- Theatrical release poster
- Directed by: Matt Kugelman
- Screenplay by: Matt Kugelman
- Produced by: Ash Christian Jonathan Yaskoff
- Starring: Roy Haylock; Rachel Dratch; Lola Botha; Grayson Thorne Kilpatrick; Willam Belli; D.J. "Shangela" Pierce; Markus Kelle; Alan Cumming; RuPaul; Margaret Cho; Misti Morley;
- Cinematography: Austin F. Schmidt
- Edited by: Scott Martin
- Music by: Mark Vogel
- Production company: Cranium Entertainment
- Distributed by: Wolfe Video;
- Release dates: September 23, 2016 (VOD); October 18, 2016 (DVD);
- Running time: 84 minutes
- Country: United States
- Language: English
- Budget: $166,889

= Hurricane Bianca =

Hurricane Bianca is a 2016 American comedy film directed and written by Matt Kugelman. The film's title derives from the main character, Bianca Del Rio (Roy Haylock), an American costumer and drag queen, best known for winning the sixth season of RuPaul's Drag Race.

== Plot ==
A school teacher named Richard moves from New York City to a small town in Texas, and begins work at a new school. Shortly after this, Richard gets outed by the community in this town and is consequently fired. Following this, Richard feels the need to get revenge on the people that were hateful to him, so he returns as Bianca Del Rio, his drag persona, and spreads his hate and causes mayhem to those that were mean to him, who are oblivious to the fact that Del Rio is actually the previously fired Richard.

==Cast==
- Bianca Del Rio as Richard Martinez/Bianca Del Rio
- Rachel Dratch as Deborah Ward, vice principal at Milford High School
- Bianca Leigh as Karma Johnstone, a trans woman and radio personality who Richard befriends in Texas
- Denton Blane Everett as Coach Chuck, gym teacher and football coach at Milford High and Karma's brother
- Willam Belli as Bailey, one of Richard's best friends from New York
- Shangela Laquifa Wadley as Stephen, one of Richard's best friends from New York
- Misti Morley as Janice, the janitor at Milford High
- Téa Mckay as Keeley Carson, a student at Milford High
- Kaleb King as Bobby, a gay student at Milford High
- Molly Ryman as Carly Ward, a teacher at Milford High and Deborah's daughter
- Ted Ferguson as Principal Wayne
- Alan Cumming as Lawrence Taylor, president of the teaching ambassador program that sends Richard to Milford High
- Joslyn Fox as the barmaid
- Alyssa Edwards as Ambrosia Salad
- RuPaul as RuStorm, a weather reporter

==Production==
Before winning RuPaul's Drag Race, Del Rio had already garnered attention as a comedian and drag queen in the New York City and New Orleans drag scenes. She would often host and MC events, including Mardi Gras and Southern Decadence. Del Rio became friends with Kugelman, who wrote the film specifically based on him, stating "Tall, slender and glamorous, but with the mouth of a truck driver, I immediately thought that Bianca was a total movie character, and that this would be the story that I develop for my first feature." The film was introduced and announced years before Del Rio's rise to fame on RuPaul's Drag Race.

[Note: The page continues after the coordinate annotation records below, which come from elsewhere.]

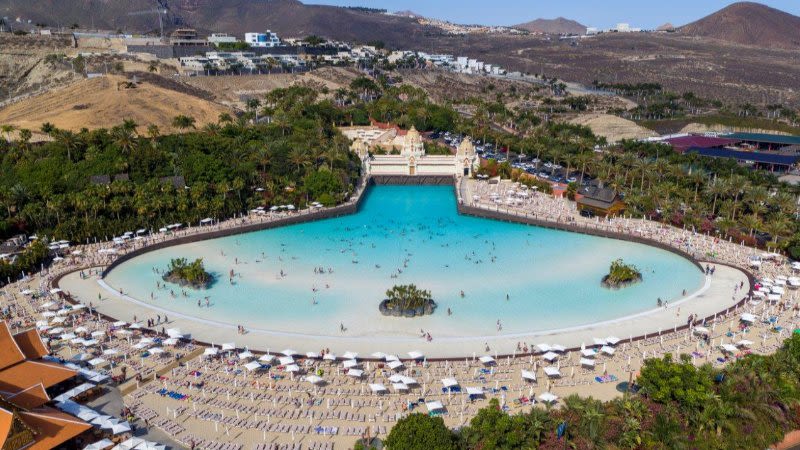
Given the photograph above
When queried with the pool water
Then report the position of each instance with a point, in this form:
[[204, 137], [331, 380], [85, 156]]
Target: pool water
[[313, 278]]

After the two had decided to pursue the venture, a crowdfunding site was set up on Indiegogo and was sponsored also by Fractured Atlas. The film's budget was met largely through extensive crowdfunding. Del Rio began promoting the project during her shows, encouraging fans to donate to the project. Other methods of funding included Del Rio making personalised videos to contributors, in a video series titled "Bianca Hates You". As Del Rio is an insult comic by trait, those who donated high amounts of money received these videos, as a lot of fans enjoyed being verbally attacked by Del Rio.

Speaking on the film before its release, Del Rio stated: "It's a serious topic, but it's done in a funny way." Kugelman stated he hopes the film will shine a light on employment discrimination in the United States, saying "My hope is that Hurricane Bianca will change minds and bring awareness to the issue. The film deals with a serious topic in a comedic way."

===Casting===
Kugelman and Del Rio enlisted various known names for the movie following Del Rio's appearance on RuPaul's Drag Race. Actor and Drag Race season 4 contestant Willam Belli was first announced to be joining the cast via a YouTube video, playing Del Rio's on-screen best friend Bailey. Other Drag Race contestants announced to be cast via Del Rio's social media were fellow season 6 cast member Joslyn Fox, season 3 cast member Shangela Laquifa Wadley and season 5 cast member Alyssa Edwards.

Outside of Drag Race, both Alan Cumming and Rachel Dratch were both announced via social media to be in the film.

===Filming===
According to Del Rio's website, filming took place over a three-week period in mid July and August in Garland, Texas at Garland High School. Behind the scenes footage posted on social media from some of the actors showed a scene at a roller rink (Texas Skatium in Garland) and a school. After filming had commenced, Kugelman released footage online of Del Rio's 40th birthday roast. The almost two-hour show was put on sale for $14.99 and was used to help fund the post production of Hurricane Bianca.

== Release ==
Following a limited theatrical release, the film was released on video on demand on September 23, 2016, with a release to DVD in October 2016.

==Sequel==

A sequel film, Hurricane Bianca: From Russia with Hate, was released on May 18, 2018. Dratch returned as the film's antagonist, while Katya Zamolodchikova and Molly Ryman joined the cast.

===Future===
In February 2019 GQ reported that a third film titled Hurricane Bianca 3 was in the works that would include several Drag Race alumni, as well as the return of Sykes and Dratch. According to Del Rio, the third film is set in Africa although it would not be filmed there due to budget constraints.

==Reception==
Chicago Review gave a positive review and wrote: "Crowd-funded on a teensy budget, the movie is not without its charms, including Ryan Matthieu Smith's inventive production and costume design and a cast of unknowns who prove worthy straight men to Del Rio." An editor of Junkee rated the film a "B−", stating that the film "is occasionally spotty in its laughs, but fans of Bianca Del Rio won't want to miss their favourite insult factory."